I used to own a Fostex MR-8 and liked it. I used to record audio right out of a mixing console as well as connect a microphone to it to record weddings, interviews and announcements. It was a good tool for the field though it ate AA batteries at a high rate. I ended up getting rid of it for 2 reasons: It could only use specific Compact Flash cards (and only cards with a 2GB limit), it had a file limit size that made forced me to change files ( a cumbersome process) mid ceremony or service, while you could label on the MR-8 that label would apply to the folder and not file name, and, lastly, the device was slow. And for those reasons I had to let it go on eBay (for a good price, of course). So I bought a Zoom H1.

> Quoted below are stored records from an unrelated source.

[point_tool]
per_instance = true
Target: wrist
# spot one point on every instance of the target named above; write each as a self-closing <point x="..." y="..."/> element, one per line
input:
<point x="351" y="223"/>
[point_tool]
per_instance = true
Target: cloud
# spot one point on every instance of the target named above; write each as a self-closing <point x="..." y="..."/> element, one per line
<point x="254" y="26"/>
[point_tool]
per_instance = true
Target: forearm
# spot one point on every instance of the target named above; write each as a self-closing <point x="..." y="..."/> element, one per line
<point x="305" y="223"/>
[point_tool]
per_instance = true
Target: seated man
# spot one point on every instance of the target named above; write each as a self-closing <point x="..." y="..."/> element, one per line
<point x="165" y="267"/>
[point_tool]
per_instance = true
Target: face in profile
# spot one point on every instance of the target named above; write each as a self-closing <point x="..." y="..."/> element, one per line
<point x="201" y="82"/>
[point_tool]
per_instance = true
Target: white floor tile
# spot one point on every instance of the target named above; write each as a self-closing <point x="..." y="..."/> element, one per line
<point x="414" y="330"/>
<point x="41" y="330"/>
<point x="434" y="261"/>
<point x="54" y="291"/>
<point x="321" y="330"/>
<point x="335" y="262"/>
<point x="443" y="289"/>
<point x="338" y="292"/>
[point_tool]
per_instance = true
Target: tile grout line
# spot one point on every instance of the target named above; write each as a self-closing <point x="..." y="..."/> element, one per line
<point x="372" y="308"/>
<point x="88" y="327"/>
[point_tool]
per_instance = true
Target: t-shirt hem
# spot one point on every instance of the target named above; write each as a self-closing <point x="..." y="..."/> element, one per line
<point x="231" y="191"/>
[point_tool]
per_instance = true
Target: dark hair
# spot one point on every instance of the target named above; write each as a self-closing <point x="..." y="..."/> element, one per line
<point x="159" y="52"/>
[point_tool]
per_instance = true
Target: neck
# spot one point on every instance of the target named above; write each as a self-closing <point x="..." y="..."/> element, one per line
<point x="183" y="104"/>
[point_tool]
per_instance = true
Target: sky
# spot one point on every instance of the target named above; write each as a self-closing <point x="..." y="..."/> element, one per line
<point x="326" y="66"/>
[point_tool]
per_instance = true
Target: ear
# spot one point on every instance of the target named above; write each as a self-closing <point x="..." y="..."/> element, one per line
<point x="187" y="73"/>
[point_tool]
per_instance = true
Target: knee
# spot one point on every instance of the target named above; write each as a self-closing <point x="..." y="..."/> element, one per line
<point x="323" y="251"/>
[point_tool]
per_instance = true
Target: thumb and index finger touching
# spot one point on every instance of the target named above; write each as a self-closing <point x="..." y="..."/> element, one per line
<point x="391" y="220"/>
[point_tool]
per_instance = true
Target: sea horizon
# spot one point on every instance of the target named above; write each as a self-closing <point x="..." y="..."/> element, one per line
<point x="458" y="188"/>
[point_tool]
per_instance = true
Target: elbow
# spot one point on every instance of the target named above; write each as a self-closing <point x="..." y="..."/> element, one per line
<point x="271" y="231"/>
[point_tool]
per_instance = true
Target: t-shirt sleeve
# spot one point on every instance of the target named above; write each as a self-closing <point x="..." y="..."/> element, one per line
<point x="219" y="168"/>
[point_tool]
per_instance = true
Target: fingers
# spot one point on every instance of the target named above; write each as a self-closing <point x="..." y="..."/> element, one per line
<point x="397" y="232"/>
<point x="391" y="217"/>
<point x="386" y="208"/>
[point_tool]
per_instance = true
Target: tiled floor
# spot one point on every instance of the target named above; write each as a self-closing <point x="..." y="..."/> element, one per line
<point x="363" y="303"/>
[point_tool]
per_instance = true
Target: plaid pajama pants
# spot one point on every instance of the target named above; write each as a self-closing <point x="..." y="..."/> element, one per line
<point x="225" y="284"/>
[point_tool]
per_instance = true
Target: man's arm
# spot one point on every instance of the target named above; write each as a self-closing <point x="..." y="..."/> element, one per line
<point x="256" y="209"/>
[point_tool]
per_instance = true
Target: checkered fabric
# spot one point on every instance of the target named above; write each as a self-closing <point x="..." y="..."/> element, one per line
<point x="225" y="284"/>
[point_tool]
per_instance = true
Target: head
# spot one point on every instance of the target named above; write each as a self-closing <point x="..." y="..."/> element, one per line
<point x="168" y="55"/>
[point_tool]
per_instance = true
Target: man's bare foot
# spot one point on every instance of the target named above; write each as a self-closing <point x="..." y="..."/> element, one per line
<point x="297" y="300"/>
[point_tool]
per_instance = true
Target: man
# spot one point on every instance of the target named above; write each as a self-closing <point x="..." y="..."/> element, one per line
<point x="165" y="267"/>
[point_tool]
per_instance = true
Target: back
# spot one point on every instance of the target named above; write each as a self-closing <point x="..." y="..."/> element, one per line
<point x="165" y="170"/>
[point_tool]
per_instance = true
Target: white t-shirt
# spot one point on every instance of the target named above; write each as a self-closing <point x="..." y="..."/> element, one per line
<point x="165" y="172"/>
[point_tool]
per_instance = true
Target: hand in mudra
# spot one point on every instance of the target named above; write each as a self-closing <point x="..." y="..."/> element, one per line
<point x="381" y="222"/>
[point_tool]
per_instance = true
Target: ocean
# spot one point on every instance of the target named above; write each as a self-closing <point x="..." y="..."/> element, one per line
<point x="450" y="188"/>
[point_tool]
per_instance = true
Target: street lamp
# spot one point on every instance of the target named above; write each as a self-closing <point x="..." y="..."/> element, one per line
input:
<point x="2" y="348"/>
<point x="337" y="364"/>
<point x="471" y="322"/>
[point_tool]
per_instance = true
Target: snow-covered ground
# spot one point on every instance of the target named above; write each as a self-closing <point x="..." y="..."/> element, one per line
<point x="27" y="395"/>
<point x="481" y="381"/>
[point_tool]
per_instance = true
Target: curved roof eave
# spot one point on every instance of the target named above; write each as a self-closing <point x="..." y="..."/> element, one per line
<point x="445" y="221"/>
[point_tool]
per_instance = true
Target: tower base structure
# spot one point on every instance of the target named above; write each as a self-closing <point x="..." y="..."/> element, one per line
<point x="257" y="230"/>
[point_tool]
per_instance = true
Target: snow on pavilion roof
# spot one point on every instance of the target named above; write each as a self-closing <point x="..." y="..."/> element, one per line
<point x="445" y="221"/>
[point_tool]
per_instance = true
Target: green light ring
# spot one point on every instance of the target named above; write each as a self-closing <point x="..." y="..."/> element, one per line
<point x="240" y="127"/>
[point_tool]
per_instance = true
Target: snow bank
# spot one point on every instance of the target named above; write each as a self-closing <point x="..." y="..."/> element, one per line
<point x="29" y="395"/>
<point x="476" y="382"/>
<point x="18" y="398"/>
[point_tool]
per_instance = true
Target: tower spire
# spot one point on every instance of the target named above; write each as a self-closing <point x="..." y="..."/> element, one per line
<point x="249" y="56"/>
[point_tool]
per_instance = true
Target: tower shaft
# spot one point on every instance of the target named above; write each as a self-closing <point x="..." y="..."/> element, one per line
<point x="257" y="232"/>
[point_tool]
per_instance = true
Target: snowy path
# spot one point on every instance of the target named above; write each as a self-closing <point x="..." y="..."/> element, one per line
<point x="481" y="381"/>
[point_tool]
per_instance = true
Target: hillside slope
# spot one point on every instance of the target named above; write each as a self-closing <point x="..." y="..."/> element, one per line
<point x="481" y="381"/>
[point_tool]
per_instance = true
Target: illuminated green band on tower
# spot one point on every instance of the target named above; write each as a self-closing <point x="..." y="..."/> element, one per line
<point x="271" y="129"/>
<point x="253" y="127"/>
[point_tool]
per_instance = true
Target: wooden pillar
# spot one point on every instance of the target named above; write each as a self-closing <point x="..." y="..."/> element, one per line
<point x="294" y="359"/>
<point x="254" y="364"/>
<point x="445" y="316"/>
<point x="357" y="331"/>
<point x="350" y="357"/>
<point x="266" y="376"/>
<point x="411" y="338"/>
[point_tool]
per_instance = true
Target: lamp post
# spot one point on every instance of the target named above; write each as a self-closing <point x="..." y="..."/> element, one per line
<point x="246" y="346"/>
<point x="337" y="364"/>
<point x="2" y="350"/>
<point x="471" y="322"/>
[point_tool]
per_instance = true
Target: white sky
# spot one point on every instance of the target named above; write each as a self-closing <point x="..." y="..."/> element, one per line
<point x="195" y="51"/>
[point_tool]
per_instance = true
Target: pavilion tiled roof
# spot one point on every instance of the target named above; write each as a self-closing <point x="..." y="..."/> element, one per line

The Zoom H1 is a wonderful recorder that is very compact (pocket sized) has wonderful microphone that can pick up sound from across a room (maybe not a cathedral sized room but a good sized room), it uses SD cards up to 16GB, can record as Wav or MP3, and was cheaper than the money I got for the MR-8. Alas there was on problem; the reason most people buy the Zoom H4 as opposed to the H2 and H1 is because of the XLR connections! Yes, I love my H1 but now I need different connectors/converters to attach to a mixing console and we all know multiple converters is not good for your audio signal. So need something to add to my arsenal and I ended up finding the right interface for my needs: the Tascam US-122MKII.

The US-122MKII fit my needs perfectly because it was inexpensive, had XLR and 1/4 inputs , USB output (direct connection to computer) and was bus powered. So I bought it and set it up for it’s first recording to put it through its paces. (Note: thought the US-144MKII is only a few dollars more I didn’t need the S/PDIF I/O so I passed).

The US-122MKII came with the USB drivers on a CD which needed to be installed prior to connecting to my computer. I had to download a 64 bit version to work with Windows 7 x64 and they installed without a problem and allowed me to connect the audio interface without any issue.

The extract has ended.